2. High resolution (dispersion)
3. Small length
4. Cover commonly used query fields as much as possible.
High discrimination (dispersion): 654.38+00,000 users, and the gender is basically 500,000 male/female, so the discrimination is very low.
The index length directly affects the size of the index file, the speed of adding, deleting and modifying, and indirectly affects the query speed (occupying more memory). In the joint index, the field with high discrimination ranks first.
For some long fields that need to be queried frequently, the front part can be intercepted as an index.

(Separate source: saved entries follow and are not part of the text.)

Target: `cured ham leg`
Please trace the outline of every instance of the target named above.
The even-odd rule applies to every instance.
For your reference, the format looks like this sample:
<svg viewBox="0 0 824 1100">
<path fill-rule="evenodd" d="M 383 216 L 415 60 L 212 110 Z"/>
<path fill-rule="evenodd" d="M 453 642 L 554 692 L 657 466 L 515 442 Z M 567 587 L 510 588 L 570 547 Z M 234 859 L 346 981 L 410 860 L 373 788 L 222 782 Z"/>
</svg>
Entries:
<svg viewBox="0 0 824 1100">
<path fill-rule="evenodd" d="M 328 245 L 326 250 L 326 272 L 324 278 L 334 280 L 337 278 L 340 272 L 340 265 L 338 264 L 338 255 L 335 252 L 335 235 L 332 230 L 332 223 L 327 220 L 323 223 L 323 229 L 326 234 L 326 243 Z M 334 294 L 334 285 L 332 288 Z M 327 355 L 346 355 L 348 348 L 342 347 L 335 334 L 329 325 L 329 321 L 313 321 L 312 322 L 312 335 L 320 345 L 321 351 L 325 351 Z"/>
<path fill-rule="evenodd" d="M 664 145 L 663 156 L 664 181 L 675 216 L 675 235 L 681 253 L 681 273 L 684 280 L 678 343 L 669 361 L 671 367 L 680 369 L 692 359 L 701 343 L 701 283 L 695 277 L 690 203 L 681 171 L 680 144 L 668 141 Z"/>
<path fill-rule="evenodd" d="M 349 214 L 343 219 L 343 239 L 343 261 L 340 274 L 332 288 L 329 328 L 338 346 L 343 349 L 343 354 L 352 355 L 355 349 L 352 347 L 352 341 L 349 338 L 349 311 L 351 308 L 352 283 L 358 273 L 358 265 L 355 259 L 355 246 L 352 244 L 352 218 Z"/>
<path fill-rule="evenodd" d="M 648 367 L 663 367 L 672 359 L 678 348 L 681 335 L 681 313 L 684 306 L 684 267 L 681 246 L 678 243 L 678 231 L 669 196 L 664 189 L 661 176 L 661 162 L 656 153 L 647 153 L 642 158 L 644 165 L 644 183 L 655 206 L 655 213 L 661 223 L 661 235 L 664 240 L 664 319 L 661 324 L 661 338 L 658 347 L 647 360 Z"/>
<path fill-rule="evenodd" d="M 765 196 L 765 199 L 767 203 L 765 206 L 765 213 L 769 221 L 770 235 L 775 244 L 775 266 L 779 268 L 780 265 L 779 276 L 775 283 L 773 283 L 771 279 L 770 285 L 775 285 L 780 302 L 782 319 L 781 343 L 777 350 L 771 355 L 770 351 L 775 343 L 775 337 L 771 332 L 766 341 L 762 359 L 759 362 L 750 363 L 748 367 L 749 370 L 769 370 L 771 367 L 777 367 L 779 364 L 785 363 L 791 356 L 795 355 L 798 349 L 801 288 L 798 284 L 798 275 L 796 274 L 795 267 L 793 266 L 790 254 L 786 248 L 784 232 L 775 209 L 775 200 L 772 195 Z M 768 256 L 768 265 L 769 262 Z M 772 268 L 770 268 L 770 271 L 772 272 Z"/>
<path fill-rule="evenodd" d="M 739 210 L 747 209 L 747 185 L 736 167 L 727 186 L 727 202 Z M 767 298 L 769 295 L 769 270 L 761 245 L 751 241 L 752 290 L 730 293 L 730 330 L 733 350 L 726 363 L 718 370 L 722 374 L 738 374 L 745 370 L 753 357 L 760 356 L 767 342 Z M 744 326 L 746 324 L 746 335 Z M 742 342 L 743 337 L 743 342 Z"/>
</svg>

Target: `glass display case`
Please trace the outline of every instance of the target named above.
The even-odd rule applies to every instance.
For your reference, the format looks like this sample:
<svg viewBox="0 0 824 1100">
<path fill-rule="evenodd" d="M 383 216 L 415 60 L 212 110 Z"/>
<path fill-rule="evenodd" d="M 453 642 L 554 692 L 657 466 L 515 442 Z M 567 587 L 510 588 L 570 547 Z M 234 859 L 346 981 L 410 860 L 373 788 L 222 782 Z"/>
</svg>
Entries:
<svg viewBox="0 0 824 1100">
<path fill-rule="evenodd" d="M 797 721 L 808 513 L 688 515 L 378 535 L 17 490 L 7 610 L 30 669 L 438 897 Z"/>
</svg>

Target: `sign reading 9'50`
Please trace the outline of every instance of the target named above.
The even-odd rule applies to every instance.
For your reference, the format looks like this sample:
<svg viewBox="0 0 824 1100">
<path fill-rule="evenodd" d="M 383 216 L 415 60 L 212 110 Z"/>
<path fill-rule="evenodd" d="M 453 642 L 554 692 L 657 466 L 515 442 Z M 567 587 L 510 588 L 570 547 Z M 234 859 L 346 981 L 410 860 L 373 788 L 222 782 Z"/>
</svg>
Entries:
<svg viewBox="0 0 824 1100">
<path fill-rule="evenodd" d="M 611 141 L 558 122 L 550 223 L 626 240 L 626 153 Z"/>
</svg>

For example, the idiom field in the idiom table is about 4-20 in length.
For the values in this column, cut the part from left to right to build the index.
1: The shorter truncation, the higher repetition, the smaller discrimination and the worse indexing effect.
2. The longer the interception time, the lower the repetition and the higher the discrimination, and the better the index effect, but the longer the index length, the greater the impact-adding, deleting and changing slowly, which indirectly affects the query.
Therefore, it is necessary to strike a balance between the degree of differentiation and the length.
Methods: Intercept different lengths, conduct discrimination test, and get the appropriate length.
select((select count(distinct left(` word `, 1))from dict)/(select count(*)from dict))
select((select count(distinct left(` word `,2))from dict)/(select count(*)from dict))
select((select count(distinct left(` word `,3))from dict)/(select count(*)from dict))
Because of the left prefix principle of innodb, xxx% is valid and %xxx is invalid.
How to index the fields with low left prefix discrimination?
For example, the URL is prefixed with
Hint 1:
Store the data in reverse, such as moc.udib.www: ptth;
Tip 2:
Use pseudo-hash
Add a url_crc32 field,
Use crc32 algorithm to convert URL into plastic storage, and query the crc32 value of URL when querying.
Crc32 is a hashing algorithm, which can calculate a string as 32 integers.
The calculation results of crc32 may be repeated, but the probability is not high, so you can query and then filter.
Multicolumn index
Considering factors, the query efficiency and discrimination of columns, but also combined with specific business.